LGPD Entenda a polêmica da venda de dados pessoais pelo Serpro

Por Mindsecblog em 25/04/2022 às 00:00 • Fonte: Mindsecblog



LGPD Entenda a polêmica da venda de dados pessoais pelo Serpro. Portaria RFB Nº 167 autoriza orgão a vender dados pessoais.


Portaria RFB Nº 167, de 14 de abril de 2022, autorizou o Serviço Federal de Processamento de Dados a disponibilizar acesso, para terceiros, de dados e informações , incluindo informações pessoais, o que suscitou desconfianças de que a portaria estaria infringindo a lei de proteção de dados nacional, a LGPD.


Art. 1º Fica o Serviço Federal de Processamento de Dados (Serpro), empresa pública vinculada ao Ministério da Economia, autorizado a disponibilizar para terceiros, nos termos da Portaria MF nº 457, de 8 de dezembro de 2016, acesso a dados e informações sob gestão da Secretaria Especial da Receita Federal do Brasil (RFB) constantes do Anexo Único.

..Fica assegurada a implementação de processo de identificação de risco institucional ou risco ao sigilo da pessoa física ou jurídica a que se referem os dados e informações.. 


A portaria publicada parece vir complementar a portaria n.81 publicada em dezembro de 2021, quando a Receita Federal decidiu liberar dados de contribuintes no mercado. Discretamente, sem nenhum alarde ou explicação ao público através da imprensa, a Receita Federal do Brasil publicou dia 1º, a Portaria número 81, assinada em 11 de novembro de 2021, na qual “estabelece regras para o fornecimento, a terceiros, de dados e informações no interesse de seus titulares“. Sejam pessoas físicas ou jurídicas.
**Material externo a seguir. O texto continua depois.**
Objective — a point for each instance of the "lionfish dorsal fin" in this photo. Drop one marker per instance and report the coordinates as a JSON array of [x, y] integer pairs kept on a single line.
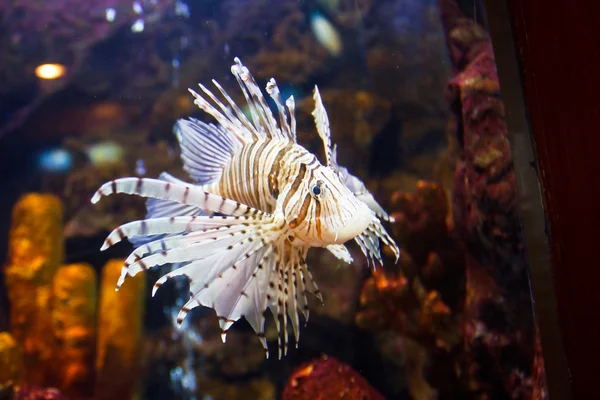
[[288, 130], [261, 114], [205, 149], [322, 124]]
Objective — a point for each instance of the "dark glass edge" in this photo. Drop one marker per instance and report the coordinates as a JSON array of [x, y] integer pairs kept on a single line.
[[530, 199]]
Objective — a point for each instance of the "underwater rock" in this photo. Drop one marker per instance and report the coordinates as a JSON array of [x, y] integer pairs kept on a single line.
[[10, 360], [499, 324], [37, 32], [327, 378], [74, 322], [358, 115], [35, 252], [120, 317], [292, 55], [398, 301], [138, 158]]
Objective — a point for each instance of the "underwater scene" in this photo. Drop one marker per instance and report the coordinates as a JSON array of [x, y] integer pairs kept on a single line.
[[295, 199]]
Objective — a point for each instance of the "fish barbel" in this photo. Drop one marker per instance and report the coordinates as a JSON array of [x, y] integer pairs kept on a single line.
[[273, 201]]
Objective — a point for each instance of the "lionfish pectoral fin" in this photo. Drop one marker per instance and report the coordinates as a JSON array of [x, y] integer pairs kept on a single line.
[[228, 266], [341, 252], [368, 241], [157, 208], [322, 124], [359, 189], [205, 149]]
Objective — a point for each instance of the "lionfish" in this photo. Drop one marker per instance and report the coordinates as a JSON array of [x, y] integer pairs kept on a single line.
[[242, 231]]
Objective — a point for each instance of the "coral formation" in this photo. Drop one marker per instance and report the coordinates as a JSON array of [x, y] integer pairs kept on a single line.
[[74, 323], [328, 378], [414, 307], [119, 334], [35, 253], [10, 360]]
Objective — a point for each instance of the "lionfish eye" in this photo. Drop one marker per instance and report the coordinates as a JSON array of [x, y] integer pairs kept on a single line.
[[317, 188]]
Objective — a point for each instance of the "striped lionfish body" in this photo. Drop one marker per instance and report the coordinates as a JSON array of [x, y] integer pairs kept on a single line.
[[259, 202]]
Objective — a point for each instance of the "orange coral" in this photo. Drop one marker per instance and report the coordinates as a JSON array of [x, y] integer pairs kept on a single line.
[[328, 379]]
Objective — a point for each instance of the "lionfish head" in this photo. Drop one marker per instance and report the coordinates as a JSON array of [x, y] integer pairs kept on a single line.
[[326, 211]]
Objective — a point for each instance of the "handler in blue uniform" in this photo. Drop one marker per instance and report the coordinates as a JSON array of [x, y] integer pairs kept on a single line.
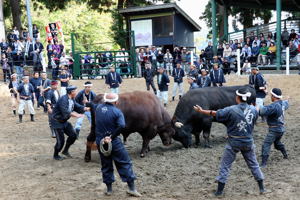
[[65, 108], [239, 120], [109, 124], [275, 120], [83, 97], [52, 97], [217, 76]]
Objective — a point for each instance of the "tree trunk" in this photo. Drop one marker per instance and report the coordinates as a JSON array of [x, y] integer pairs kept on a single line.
[[2, 25], [16, 14]]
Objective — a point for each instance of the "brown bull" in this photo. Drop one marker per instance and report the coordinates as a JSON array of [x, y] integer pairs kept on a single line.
[[144, 114]]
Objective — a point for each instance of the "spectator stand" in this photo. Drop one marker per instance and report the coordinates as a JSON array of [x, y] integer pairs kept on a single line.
[[94, 64]]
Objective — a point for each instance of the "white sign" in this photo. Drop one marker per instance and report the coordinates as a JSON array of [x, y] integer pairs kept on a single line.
[[142, 32]]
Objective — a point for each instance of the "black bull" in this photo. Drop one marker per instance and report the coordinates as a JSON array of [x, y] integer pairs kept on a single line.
[[143, 113], [186, 121]]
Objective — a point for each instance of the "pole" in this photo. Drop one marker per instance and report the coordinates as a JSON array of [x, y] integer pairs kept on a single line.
[[238, 51], [278, 34], [287, 61], [225, 18], [214, 25], [29, 18]]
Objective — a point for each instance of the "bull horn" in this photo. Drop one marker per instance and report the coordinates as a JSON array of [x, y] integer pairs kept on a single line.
[[178, 124]]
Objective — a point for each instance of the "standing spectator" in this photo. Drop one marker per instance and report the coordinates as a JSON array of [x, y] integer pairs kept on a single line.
[[262, 56], [168, 58], [160, 59], [217, 76], [254, 53], [163, 82], [35, 32], [36, 82], [113, 80], [285, 37], [178, 74], [271, 53], [149, 74], [5, 68], [13, 89], [204, 80], [26, 92], [193, 85], [193, 72], [64, 82], [257, 80]]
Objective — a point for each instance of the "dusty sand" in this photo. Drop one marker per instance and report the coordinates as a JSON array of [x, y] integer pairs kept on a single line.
[[29, 172]]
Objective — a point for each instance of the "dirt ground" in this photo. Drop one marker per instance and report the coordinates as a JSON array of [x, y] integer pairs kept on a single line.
[[29, 172]]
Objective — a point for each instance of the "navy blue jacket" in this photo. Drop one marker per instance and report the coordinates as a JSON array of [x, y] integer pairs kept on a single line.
[[62, 111], [178, 74], [239, 120], [50, 97], [164, 84], [108, 119], [81, 94], [25, 94], [217, 77], [258, 81], [113, 79], [36, 83], [275, 115], [204, 81]]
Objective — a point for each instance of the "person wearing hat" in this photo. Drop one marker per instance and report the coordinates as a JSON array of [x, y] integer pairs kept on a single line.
[[83, 97], [204, 80], [192, 81], [113, 80], [51, 98], [163, 82], [26, 96], [275, 120], [239, 120], [257, 80], [217, 76], [13, 89], [65, 108], [149, 74], [109, 124], [178, 74]]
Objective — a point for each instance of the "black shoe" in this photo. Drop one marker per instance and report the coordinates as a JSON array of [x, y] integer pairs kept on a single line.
[[220, 189], [58, 157], [67, 154], [264, 160], [261, 186], [32, 118], [20, 118]]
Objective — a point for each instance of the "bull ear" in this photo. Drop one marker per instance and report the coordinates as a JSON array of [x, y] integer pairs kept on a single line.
[[178, 124]]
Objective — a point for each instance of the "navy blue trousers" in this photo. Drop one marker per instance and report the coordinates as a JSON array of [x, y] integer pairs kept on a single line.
[[122, 162]]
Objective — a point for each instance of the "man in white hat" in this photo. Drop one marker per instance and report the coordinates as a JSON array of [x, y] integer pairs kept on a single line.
[[109, 124], [275, 119], [84, 96], [26, 96]]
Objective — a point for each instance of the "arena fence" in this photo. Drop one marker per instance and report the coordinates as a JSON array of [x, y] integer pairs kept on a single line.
[[100, 62]]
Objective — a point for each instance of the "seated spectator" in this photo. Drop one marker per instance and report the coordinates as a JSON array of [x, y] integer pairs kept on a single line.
[[271, 54], [285, 37], [262, 56], [204, 80], [227, 53], [191, 80], [246, 67], [217, 76], [254, 52]]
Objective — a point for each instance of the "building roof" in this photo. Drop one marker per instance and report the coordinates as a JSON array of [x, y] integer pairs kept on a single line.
[[157, 9], [287, 5]]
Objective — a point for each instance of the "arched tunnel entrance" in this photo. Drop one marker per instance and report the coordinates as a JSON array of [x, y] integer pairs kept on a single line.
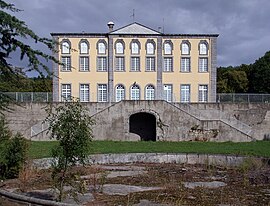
[[144, 125]]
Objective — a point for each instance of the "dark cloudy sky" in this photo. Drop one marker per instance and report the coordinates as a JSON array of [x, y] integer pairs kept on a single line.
[[243, 25]]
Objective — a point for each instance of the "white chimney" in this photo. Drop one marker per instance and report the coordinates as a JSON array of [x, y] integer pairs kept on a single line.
[[110, 25]]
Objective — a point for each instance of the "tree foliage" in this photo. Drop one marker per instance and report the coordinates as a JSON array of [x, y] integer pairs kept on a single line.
[[25, 84], [253, 78], [72, 127], [260, 75], [13, 32], [13, 151]]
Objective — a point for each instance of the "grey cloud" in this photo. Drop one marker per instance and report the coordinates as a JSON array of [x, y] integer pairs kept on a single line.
[[243, 25]]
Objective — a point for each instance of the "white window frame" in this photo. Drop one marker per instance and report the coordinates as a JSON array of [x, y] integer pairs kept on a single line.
[[203, 50], [65, 47], [150, 64], [84, 63], [65, 92], [84, 92], [135, 64], [119, 92], [185, 64], [168, 64], [135, 49], [135, 92], [120, 63], [185, 93], [150, 49], [167, 48], [102, 94], [84, 47], [203, 64], [149, 92], [185, 48], [101, 48], [167, 92], [119, 48], [101, 63], [66, 60], [203, 93]]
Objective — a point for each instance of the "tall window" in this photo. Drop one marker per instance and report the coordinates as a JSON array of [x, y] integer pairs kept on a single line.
[[185, 93], [135, 64], [102, 93], [150, 48], [150, 64], [167, 48], [185, 64], [149, 92], [203, 48], [135, 92], [203, 64], [168, 64], [119, 92], [101, 48], [167, 92], [65, 47], [65, 92], [119, 48], [185, 48], [83, 47], [102, 64], [134, 48], [84, 93], [203, 93], [66, 60], [84, 63], [119, 64]]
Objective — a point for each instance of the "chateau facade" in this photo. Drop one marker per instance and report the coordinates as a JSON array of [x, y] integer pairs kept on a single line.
[[135, 63]]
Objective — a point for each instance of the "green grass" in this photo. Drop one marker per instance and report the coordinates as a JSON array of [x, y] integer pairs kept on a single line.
[[259, 148]]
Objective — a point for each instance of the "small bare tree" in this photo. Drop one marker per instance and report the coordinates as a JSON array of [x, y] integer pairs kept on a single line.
[[71, 125]]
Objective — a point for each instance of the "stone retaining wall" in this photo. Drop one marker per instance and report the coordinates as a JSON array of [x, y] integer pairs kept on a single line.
[[222, 160]]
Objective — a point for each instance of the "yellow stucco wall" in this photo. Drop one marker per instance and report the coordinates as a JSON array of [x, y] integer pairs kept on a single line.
[[142, 78]]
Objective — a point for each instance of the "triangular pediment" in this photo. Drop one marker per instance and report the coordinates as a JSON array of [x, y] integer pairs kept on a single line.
[[135, 28]]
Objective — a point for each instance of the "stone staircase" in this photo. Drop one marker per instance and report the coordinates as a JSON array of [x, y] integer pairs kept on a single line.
[[217, 115]]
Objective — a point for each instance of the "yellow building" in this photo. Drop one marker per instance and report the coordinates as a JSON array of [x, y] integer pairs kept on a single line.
[[135, 63]]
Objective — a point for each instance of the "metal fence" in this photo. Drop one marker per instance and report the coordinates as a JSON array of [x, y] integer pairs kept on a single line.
[[221, 97], [30, 96]]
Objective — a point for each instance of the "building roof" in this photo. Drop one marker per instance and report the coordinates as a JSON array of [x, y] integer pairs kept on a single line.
[[131, 29], [135, 28]]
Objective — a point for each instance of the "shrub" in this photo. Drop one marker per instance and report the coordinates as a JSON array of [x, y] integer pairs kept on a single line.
[[13, 152]]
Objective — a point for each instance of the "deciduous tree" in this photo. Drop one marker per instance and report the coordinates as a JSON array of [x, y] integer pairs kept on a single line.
[[71, 125]]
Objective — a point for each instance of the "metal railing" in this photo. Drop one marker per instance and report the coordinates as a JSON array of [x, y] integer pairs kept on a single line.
[[221, 97], [243, 98]]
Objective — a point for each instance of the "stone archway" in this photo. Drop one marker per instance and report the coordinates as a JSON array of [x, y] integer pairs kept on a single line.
[[144, 125]]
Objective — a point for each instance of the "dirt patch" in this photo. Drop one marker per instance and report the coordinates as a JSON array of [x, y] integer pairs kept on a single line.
[[247, 184]]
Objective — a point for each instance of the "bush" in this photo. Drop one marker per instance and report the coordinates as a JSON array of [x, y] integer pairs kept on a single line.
[[13, 152]]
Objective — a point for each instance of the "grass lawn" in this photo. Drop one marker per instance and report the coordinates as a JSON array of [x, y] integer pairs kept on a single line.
[[259, 148]]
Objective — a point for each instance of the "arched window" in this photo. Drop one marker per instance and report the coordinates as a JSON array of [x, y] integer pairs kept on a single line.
[[203, 48], [101, 48], [149, 92], [83, 47], [119, 92], [150, 48], [135, 92], [134, 48], [167, 47], [185, 48], [119, 48], [65, 47]]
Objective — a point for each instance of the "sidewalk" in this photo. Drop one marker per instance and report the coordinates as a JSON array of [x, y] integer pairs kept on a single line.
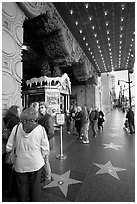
[[101, 171]]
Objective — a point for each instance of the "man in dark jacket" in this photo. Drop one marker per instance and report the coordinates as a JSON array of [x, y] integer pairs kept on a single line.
[[46, 121], [92, 118], [130, 117]]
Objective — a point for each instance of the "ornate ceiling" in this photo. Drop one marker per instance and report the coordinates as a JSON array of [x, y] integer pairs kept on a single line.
[[104, 30]]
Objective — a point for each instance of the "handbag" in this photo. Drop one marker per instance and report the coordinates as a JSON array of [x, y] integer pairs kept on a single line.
[[11, 156]]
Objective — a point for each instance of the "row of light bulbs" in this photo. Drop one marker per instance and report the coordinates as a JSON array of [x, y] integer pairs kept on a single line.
[[109, 44]]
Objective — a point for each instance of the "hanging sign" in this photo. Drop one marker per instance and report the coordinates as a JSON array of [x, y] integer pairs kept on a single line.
[[60, 118]]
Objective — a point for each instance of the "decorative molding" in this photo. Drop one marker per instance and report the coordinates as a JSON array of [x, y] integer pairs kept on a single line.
[[9, 45], [9, 9], [17, 69], [9, 84], [6, 63], [6, 22], [18, 32]]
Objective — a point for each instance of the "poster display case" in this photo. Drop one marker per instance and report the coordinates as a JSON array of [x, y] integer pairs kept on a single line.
[[53, 90]]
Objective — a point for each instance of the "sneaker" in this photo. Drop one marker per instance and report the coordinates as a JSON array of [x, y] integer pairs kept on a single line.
[[85, 142]]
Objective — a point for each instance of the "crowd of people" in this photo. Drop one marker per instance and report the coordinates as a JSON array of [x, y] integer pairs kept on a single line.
[[35, 139], [81, 118]]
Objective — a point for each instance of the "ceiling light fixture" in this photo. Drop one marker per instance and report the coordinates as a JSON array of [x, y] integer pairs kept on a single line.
[[122, 18], [71, 12], [80, 31], [106, 12], [86, 5]]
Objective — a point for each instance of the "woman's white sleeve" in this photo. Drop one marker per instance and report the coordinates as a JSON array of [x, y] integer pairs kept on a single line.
[[44, 143]]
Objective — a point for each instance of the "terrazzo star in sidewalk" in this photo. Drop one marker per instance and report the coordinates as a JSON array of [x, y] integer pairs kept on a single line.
[[112, 146], [62, 181], [113, 135], [108, 168]]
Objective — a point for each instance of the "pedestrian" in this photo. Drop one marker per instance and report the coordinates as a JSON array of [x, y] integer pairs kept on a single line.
[[31, 146], [85, 125], [73, 110], [11, 119], [77, 118], [130, 117], [35, 105], [47, 122], [100, 120], [68, 121], [93, 119]]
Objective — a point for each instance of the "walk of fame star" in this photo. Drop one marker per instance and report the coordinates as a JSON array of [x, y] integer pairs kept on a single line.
[[113, 128], [112, 146], [113, 135], [108, 168], [62, 181]]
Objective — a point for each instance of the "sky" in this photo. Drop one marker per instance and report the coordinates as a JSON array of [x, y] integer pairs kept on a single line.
[[123, 75]]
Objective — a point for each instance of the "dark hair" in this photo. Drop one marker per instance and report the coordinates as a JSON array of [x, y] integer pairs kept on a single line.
[[29, 114]]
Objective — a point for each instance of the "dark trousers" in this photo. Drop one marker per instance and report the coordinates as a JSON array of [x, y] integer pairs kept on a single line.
[[100, 125], [8, 179], [131, 127], [28, 186], [93, 128], [68, 126]]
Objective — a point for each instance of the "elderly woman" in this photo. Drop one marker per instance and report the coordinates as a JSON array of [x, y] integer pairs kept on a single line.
[[31, 146]]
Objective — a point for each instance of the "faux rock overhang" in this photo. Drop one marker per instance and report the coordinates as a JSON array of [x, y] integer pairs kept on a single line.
[[59, 44]]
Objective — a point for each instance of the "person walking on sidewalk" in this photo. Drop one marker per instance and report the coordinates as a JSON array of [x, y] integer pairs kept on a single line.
[[47, 122], [68, 121], [92, 121], [77, 119], [100, 120], [85, 125], [31, 146], [130, 117]]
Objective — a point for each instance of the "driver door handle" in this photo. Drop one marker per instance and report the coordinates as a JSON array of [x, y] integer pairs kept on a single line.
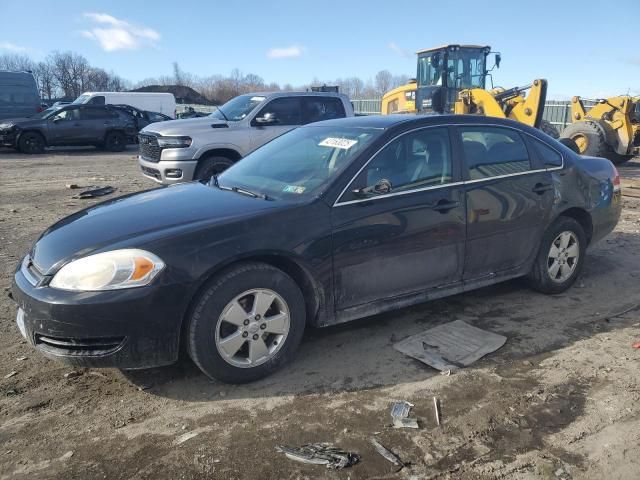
[[444, 206], [540, 188]]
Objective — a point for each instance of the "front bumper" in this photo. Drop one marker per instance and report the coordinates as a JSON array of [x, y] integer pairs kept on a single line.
[[168, 172], [132, 328], [8, 138]]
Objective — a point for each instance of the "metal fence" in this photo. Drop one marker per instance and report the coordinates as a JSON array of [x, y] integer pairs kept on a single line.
[[557, 112]]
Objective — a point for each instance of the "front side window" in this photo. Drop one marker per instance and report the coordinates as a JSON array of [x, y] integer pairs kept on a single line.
[[493, 151], [414, 160], [317, 109], [285, 111], [69, 114], [299, 163], [238, 108]]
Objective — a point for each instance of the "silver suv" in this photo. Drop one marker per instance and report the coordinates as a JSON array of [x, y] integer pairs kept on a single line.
[[196, 149]]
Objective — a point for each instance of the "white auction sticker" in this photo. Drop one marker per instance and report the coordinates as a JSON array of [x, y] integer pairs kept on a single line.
[[343, 143]]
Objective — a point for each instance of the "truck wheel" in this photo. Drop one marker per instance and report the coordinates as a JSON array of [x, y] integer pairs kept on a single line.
[[560, 257], [31, 142], [589, 137], [549, 129], [210, 166], [115, 142], [246, 323]]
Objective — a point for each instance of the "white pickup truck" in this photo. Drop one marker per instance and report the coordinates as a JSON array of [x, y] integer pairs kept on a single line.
[[196, 149]]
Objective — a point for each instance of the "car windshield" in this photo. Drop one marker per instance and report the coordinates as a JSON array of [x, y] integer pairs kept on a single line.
[[47, 113], [300, 163], [81, 99], [238, 108]]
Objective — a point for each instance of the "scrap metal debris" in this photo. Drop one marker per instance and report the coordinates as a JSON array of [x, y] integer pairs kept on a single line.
[[95, 192], [320, 454], [451, 346], [400, 415], [387, 454]]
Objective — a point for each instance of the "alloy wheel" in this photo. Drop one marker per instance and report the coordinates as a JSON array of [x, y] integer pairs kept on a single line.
[[563, 257], [252, 328]]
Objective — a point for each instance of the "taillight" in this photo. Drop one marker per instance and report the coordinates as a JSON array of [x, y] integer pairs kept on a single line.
[[616, 180]]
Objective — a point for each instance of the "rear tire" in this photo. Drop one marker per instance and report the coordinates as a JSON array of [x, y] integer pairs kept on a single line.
[[549, 129], [31, 143], [115, 142], [229, 329], [560, 257], [210, 166]]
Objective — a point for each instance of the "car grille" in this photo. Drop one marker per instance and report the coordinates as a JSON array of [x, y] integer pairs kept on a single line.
[[151, 172], [149, 148], [78, 346]]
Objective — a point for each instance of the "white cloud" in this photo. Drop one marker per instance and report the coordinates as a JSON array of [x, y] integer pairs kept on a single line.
[[112, 34], [11, 47], [400, 51], [286, 52]]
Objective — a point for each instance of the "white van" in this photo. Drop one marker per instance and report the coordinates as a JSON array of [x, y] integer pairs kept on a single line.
[[153, 102]]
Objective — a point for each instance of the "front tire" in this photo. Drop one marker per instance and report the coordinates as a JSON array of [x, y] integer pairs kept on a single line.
[[560, 257], [31, 143], [246, 323]]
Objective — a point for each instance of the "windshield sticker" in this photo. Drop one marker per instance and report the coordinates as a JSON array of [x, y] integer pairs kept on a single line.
[[293, 189], [343, 143]]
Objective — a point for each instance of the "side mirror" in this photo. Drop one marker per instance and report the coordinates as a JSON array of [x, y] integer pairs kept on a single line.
[[381, 187], [267, 119]]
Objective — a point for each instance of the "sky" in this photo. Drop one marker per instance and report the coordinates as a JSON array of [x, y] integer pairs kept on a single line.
[[297, 41]]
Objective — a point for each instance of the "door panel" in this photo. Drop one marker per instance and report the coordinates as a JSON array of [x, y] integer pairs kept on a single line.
[[399, 228], [508, 200], [397, 245]]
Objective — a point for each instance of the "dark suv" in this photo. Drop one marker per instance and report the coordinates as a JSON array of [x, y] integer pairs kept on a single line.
[[101, 126]]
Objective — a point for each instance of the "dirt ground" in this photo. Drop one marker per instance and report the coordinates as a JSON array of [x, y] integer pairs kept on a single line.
[[560, 400]]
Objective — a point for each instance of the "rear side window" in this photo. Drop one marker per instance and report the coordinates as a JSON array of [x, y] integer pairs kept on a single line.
[[493, 151], [316, 109], [549, 156], [287, 111]]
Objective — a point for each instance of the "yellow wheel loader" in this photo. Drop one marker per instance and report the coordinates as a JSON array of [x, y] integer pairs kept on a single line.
[[400, 100], [511, 103], [610, 129]]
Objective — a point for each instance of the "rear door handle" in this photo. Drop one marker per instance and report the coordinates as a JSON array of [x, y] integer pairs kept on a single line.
[[444, 206], [540, 188]]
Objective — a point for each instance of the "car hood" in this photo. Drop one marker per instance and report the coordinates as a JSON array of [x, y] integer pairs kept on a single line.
[[22, 121], [140, 218], [188, 126]]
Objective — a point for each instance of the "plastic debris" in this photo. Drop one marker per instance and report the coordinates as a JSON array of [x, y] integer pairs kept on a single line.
[[95, 192], [387, 454], [320, 454], [400, 415]]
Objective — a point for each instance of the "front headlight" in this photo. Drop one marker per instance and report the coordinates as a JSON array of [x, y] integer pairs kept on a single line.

A referida portaria criou o sistema “Compartilha Receita Federal”, que permite que o contribuinte – que compulsoriamente é obrigado todos os anos a declarar o Imposto de Renda – autorize o órgão a fornecer os seus dados pessoais e fiscais para terceiros.


A Portaria não diz em quais os casos ou quem seriam esses “terceiros”, que o contribuinte poderia solicitar à RFB o compartilhamento dos seus dados com empresas. Que somente serão identificados mediante o pedido feito pelo próprio detentor desses dados.


Na época já foi dito que quem iria operacionalizar o sistema “Compartilha Receita Federal”, seria o Serviço Federal de Processamento de Dados (Serpro). A estatal iria “disponibilizar, ao terceiro indicado, interface específica para o recebimento dos dados e das informações do titular”. Que poderá ser um mecanismo para o fornecimento pontual (dados de apenas um contribuinte) ou poderá ter um “mecanismo para o fornecimento massivo”.


Portanto a atual portaria vem atender um grande negócio para o Serpro, pois obviamente a estatal será remunerada pelo serviço, pois na portaria de dezembro, foi colocado que o Serpro poderia cobrar desse “terceiro” pela remessa pontual ou massiva dos dados, observando apenas os seguintes limites:


I – a franquia mínima de utilização da interface específica de fornecimento pontual superar o limite de 5 (cinco) consultas por mês; e

II – for utilizada a interface específica de fornecimento massivo.


Os valores não foram definidos em portaria pela Receita Federal. Supõe-se que o próprio Serpro negociará com esses “terceiros” a cobrança pela remessa dos dados, o que nos faz entender que a Portaria RFB n.167 formaliza este processo.


Esta portaria da Receita Federal parece ser um tentativa de contorno ao veto do Presidente Jair Bolsonaro à venda de dados pessoais pelo Serpro, editado em março passado, que atingiu estatais que estão lucrando com venda de dados


O veto do presidente Jair Bolsonaro ao parágrafo 3º do Artigo 29 da nova lei sancionada hoje (30) nº 14.129, popularmente conhecida como a “Lei das Govtechs”, dá um basta nas vendas de pacotes de dados de cidadãos brasileiros pelo Serpro, um negócio que, segundo o balando de 2020 da estatal, gerou um lucro da ordem de R$ 128,4 milhões.


ANPD


A ANPD publicou em seu site nota de esclarecimento dizendo que instaurou processo administrativo de fiscalização no intuito de avaliar a adequação do normativo às disposições da LGPD.